Funerals, weddings and family occasions in general tend to bring out the worst in narcissists who cannot bear not to be the centre of attention.

Discombobble · 29/01/2025 11:08

LadyTangerine · 29/01/2025 09:44

It's odd that she would expect to be included like this isn't it. As others have said she needs to be told just to meet at the crematorium.

Did you say walking behind the hearse? Wouldn't you be in the funeral cars?

If it’s in walking distance it’s traditional to walk - we did this for my husband’s funeral

SerafinasGoose · 29/01/2025 11:12

SoNiceToComeHomeTo · 29/01/2025 11:01

So MIL does have form, perhaps at times of stress and perhaps when she feels overlooked or left out, and that hasn't happened before in relation to OP who seems to have had a good relationship with her on the whole.
I'm not defending her; it's awful to give a bereaved person the silent treatment because you're upset about the funeral arrangement. I'm just saying that funerals don't always bring out the best in people.

They certainly don't. Quite the reverse.

However, this isn't a 'get out of jail free' card. Actions have consequences, and some actions really do fall into the category of 'very difficult to forgive'.

LadyTangerine · 29/01/2025 11:15

Discombobble · 29/01/2025 11:08

If it’s in walking distance it’s traditional to walk - we did this for my husband’s funeral

Ah right I've never known that. You'd think in a residential area with traffic it would be logistically difficult.

Discombobble · 29/01/2025 11:18

LadyTangerine · 29/01/2025 11:15

Ah right I've never known that. You'd think in a residential area with traffic it would be logistically difficult.

well for us it was a village road, and the traffic just followed us at walking pace - I think it used to be called respect

SoNiceToComeHomeTo · 29/01/2025 11:24

Discombobble · 29/01/2025 11:18

well for us it was a village road, and the traffic just followed us at walking pace - I think it used to be called respect

That is a lovely and moving thing to see especially in a small community.
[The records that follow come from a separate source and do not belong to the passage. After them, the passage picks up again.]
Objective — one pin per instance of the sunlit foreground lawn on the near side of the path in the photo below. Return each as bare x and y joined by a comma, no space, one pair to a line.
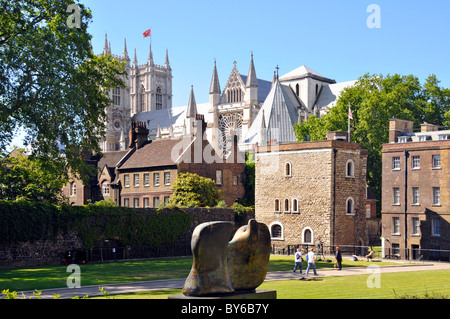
422,285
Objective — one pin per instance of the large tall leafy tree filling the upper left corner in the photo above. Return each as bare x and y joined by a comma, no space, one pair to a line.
53,86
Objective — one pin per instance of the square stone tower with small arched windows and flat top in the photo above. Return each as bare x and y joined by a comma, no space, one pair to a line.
312,191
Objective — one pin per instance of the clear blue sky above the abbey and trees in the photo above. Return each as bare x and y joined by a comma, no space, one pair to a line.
330,37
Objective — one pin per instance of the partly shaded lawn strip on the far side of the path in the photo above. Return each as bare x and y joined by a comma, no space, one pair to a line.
18,279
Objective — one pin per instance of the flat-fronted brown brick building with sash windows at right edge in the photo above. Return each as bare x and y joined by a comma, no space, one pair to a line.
416,191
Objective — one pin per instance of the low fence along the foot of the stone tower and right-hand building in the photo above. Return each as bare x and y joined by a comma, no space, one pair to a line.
361,251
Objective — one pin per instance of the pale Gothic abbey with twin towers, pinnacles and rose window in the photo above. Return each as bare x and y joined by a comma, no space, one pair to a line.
245,106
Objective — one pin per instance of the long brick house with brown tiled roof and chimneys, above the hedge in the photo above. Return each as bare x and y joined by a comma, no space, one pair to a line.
143,175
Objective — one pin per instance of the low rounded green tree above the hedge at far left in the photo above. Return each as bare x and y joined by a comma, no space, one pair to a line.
28,178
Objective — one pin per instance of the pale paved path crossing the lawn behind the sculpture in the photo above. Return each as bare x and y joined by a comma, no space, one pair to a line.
91,291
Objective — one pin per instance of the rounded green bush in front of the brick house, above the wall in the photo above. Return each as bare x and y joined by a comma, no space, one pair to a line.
194,190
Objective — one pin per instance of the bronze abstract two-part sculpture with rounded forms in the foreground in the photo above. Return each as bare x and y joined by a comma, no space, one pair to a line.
222,266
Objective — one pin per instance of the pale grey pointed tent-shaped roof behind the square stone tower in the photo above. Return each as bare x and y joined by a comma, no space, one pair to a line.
279,111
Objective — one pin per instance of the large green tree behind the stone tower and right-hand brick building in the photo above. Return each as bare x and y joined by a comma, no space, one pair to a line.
374,99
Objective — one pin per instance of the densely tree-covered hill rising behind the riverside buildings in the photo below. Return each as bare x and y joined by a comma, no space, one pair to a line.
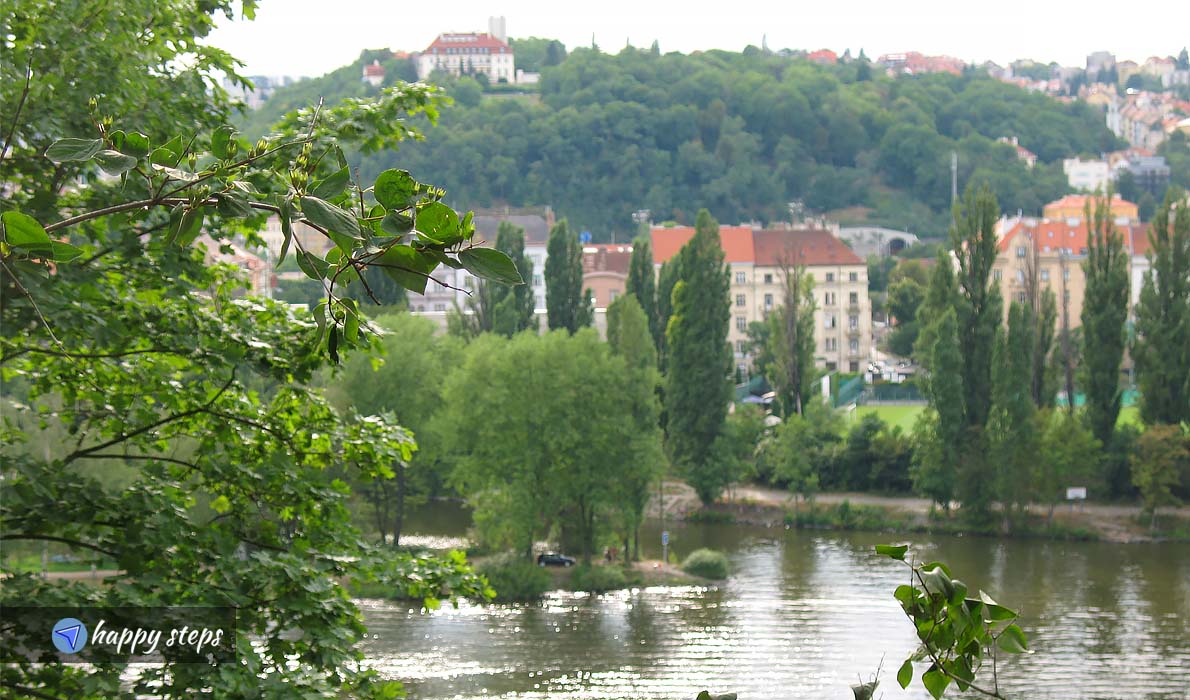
740,134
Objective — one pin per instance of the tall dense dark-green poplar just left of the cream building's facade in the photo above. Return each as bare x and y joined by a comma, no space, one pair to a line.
698,391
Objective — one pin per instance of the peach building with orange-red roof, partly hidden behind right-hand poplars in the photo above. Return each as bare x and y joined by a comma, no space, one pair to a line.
1061,248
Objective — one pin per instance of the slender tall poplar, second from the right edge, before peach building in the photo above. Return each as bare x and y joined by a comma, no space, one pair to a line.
1105,311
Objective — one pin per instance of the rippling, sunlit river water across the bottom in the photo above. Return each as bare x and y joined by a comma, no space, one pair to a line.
804,615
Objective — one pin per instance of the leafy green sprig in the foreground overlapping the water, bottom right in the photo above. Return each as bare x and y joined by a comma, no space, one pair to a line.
959,634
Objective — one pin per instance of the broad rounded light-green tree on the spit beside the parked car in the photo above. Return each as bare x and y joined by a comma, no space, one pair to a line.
547,437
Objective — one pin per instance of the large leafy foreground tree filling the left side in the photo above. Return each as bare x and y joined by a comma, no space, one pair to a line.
122,334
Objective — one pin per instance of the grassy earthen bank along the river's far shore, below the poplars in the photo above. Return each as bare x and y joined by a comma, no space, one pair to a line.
754,505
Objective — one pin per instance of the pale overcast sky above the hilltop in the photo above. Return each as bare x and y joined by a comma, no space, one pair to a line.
311,37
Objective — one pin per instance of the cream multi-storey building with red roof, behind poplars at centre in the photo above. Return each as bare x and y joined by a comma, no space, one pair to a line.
759,260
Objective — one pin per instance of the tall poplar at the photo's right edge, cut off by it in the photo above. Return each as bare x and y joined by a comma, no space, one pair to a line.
1163,320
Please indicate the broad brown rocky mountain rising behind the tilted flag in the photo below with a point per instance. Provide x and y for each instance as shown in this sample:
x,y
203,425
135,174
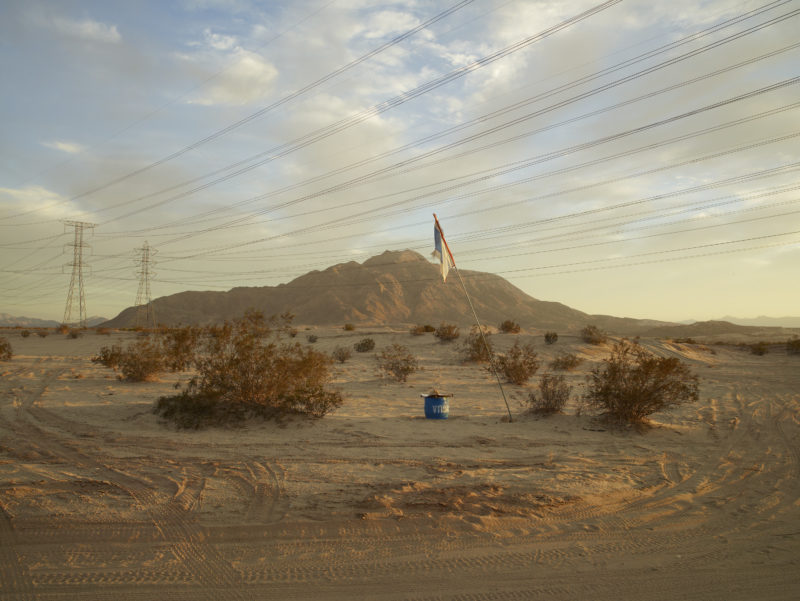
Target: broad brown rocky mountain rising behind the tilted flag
x,y
396,287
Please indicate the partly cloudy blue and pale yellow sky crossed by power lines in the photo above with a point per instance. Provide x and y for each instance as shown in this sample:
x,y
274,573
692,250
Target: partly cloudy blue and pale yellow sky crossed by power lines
x,y
628,158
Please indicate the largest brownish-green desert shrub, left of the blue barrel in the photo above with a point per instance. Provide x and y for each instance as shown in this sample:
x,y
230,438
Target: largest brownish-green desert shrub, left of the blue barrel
x,y
245,369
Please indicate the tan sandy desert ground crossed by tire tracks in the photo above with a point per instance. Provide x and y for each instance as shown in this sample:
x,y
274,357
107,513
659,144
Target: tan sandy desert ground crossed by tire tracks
x,y
101,501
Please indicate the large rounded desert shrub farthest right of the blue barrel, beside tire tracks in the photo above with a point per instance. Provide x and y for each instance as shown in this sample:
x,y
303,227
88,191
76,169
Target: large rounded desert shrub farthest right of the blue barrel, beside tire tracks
x,y
632,384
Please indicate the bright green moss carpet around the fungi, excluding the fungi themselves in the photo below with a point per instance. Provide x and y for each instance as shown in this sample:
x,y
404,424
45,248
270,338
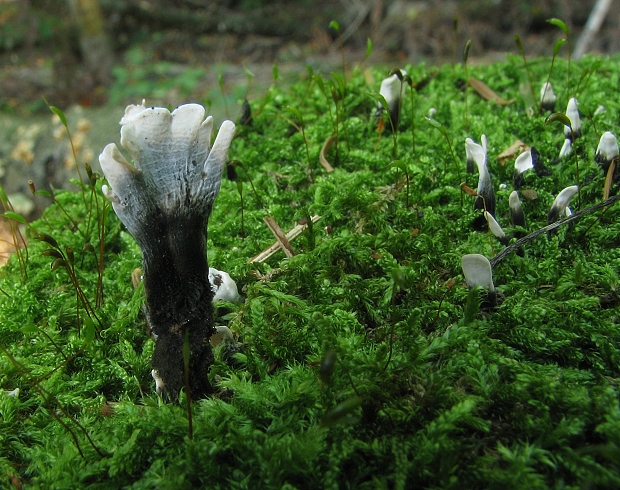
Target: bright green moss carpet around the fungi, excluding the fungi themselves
x,y
523,395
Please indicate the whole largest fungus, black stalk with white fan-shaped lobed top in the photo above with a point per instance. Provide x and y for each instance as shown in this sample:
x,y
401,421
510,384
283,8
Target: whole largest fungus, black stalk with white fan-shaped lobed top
x,y
165,200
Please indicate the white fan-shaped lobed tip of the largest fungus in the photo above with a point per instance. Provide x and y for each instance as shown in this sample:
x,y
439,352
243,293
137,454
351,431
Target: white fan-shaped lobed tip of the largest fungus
x,y
173,166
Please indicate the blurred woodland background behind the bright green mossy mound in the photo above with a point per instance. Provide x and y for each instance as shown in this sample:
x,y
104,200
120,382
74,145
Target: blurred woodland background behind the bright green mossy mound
x,y
90,58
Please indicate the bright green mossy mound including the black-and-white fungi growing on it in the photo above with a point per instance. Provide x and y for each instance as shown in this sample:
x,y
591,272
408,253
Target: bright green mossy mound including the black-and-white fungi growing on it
x,y
410,339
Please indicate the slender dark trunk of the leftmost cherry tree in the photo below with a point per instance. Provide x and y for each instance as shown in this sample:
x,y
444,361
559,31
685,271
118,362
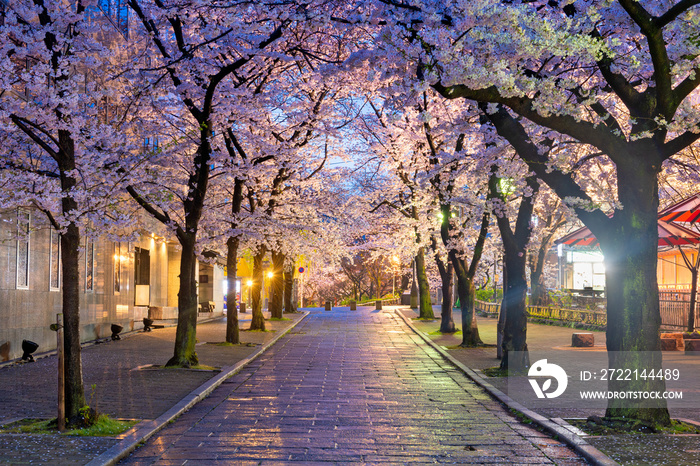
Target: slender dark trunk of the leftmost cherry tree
x,y
74,391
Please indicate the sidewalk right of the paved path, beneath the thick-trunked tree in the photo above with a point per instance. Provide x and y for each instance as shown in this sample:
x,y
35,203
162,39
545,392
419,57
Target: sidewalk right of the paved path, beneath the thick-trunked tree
x,y
556,342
Even in London I've seen traffic slow down and follow a hearse for a short distance, and only move ahead at the next junction.

OneGreenBiscuit · 29/01/2025 13:51

For context her and my Mum were members of a local bowls club, there will be other people going from there who mil knows very well and will be going with
There are numerous members of my Dad's family who won't walk with us, it's my Mums final journey from her family home of 50 years where we all grew up(decades before I met dh and mil) it's a 3 minute walk to crematorium and it's the same journey we took my sister on.
That short walk just feels very private and personal, the service and wake is for everyone and we've made clear we want everyone who wants to celebrate my mums life with us to join us.

It feels more she wants to be at the centre of it more than anything where as I would give anything not to be having to do it at all 😔

My dh is going to speak to her and hopefully we can all move on from it although I doubt I'll ever forget the upset it has caused

Thanks for all taking the time to reply

OP posts:
Wowjustwow99 · 29/01/2025 14:04

Sorry for your loss! 💐

You MIL, need to get a grip. This is not about her.
Your DH needs to put a stop to this and put his foot down.

I don't understand what is her mind thinks this is even a thing she should be involved in.

Honeyroar · 29/01/2025 18:44

Thanks for the clarification. Then she’s absolutely out of order and needs telling to get over herself and to have some bloody respect and empathy. I hope she sorts her selfish head out and bucks up. I think your husband needs to be quite harsh - tell her he’s ashamed of how she’s behaving and if she upsets you at your mother’s funeral she risks seriously damaging the relationship you all have with her forever.

I hope the day goes as smoothly and painlessly as it can.x

reichs79 · 29/01/2025 18:58

So sorry for your loss, condolences to you and your family.

Your MIL is being totally unreasonable. Yes she has lost a friend and someone I guess she considers family, but you have to draw the line somewhere or you'd have the whole family wanting to be there.